Nathan (vovat) wrote,
Nathan
vovat

Countless Screaming Argonauts

I've never put any stock into astrology, but I'm quite interested in the constellations themselves, and they provide good jumping-off points for mythological discussions. I believe that today is the beginning of Aries being the dominant sign, and in Greek mythology, this constellation was associated with the flying ram Chrysomallos, who rescued Phrixus and Helle from their jealous stepmother Ino. Helle fell off and drowned in the Hellespont (hence its name), but Phrixus made it to Colchis, in modern-day Georgia (the former Soviet republic, not the American state). Once there, he sacrificed Chrysomallos to Zeus, and gave his golden fleece to King Aeetes. It was this fleece that the legendary Greek hero Jason sought, in order to win the throne of Iolcus from his usurping uncle Pelias.
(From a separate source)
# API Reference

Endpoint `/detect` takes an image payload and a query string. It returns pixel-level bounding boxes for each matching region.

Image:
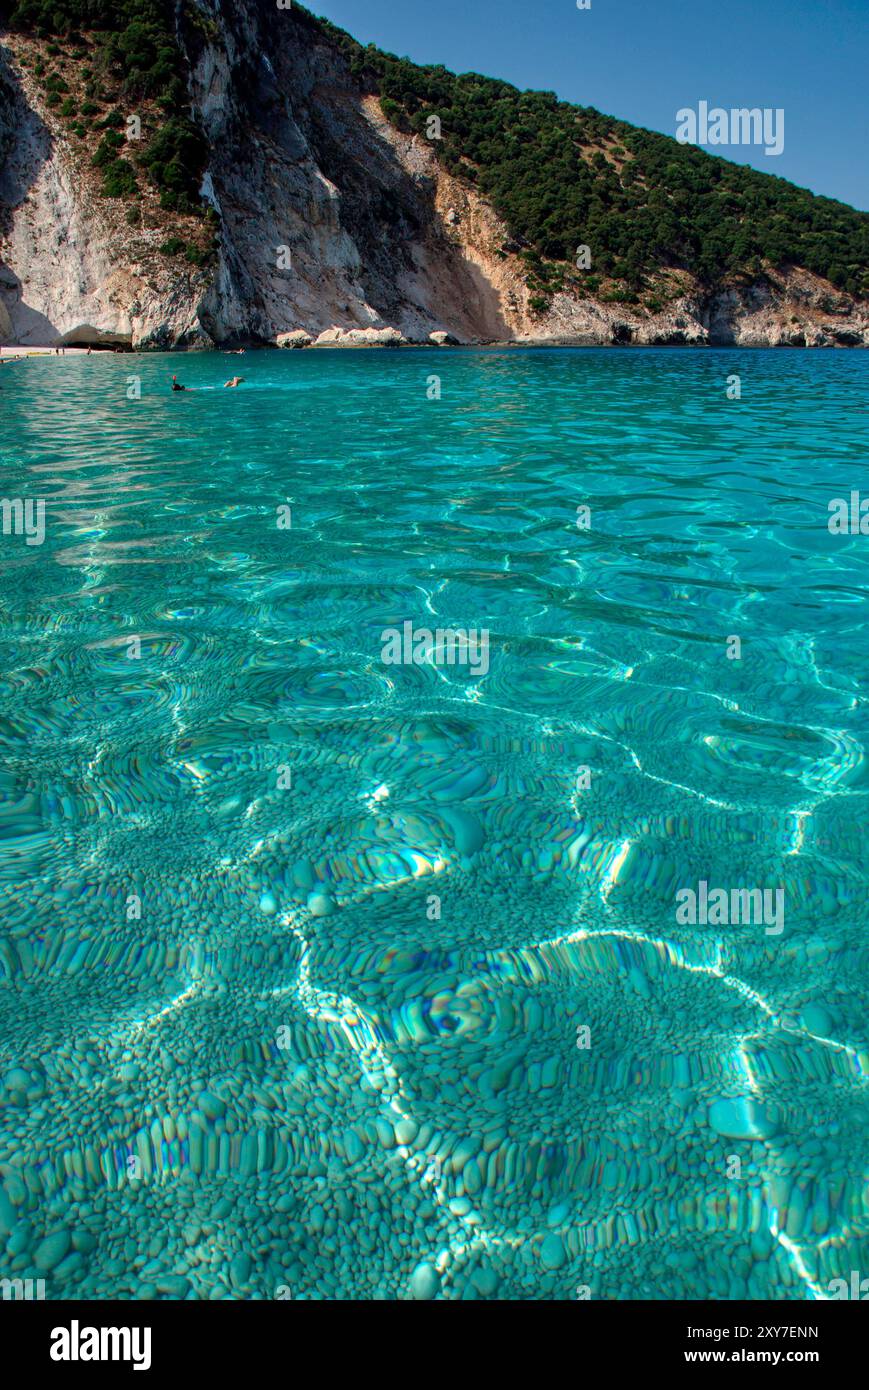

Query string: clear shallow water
[0,346,866,1300]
As the ship that Jason used to sail to Colchis was known as the Argo (named after its builder Argus), the sailors were the Argonauts, and they made up a veritable who's who among classical Greek heroes. Castor, Polydeuces, Bellerophon, Orpheus, Herakles, Laertes, and Peleus have all been reported as crew members, and some lists even include Theseus. Considering that Theseus met an older version of Medea in Athens early in his career, his presence is somewhat unlikely, but consistency rarely seemed to be a priority for myth-makers. As I reported back in this entry, Aeetes' daughter Medea helped Jason and his crew to overcome the obstacles barring the way to the Fleece, but Jason later screwed her over in order to marry a Greek princess. Really, when you get right down to it, Greek heroes typically weren't very nice guys, but I guess people appreciated their ability to get things done.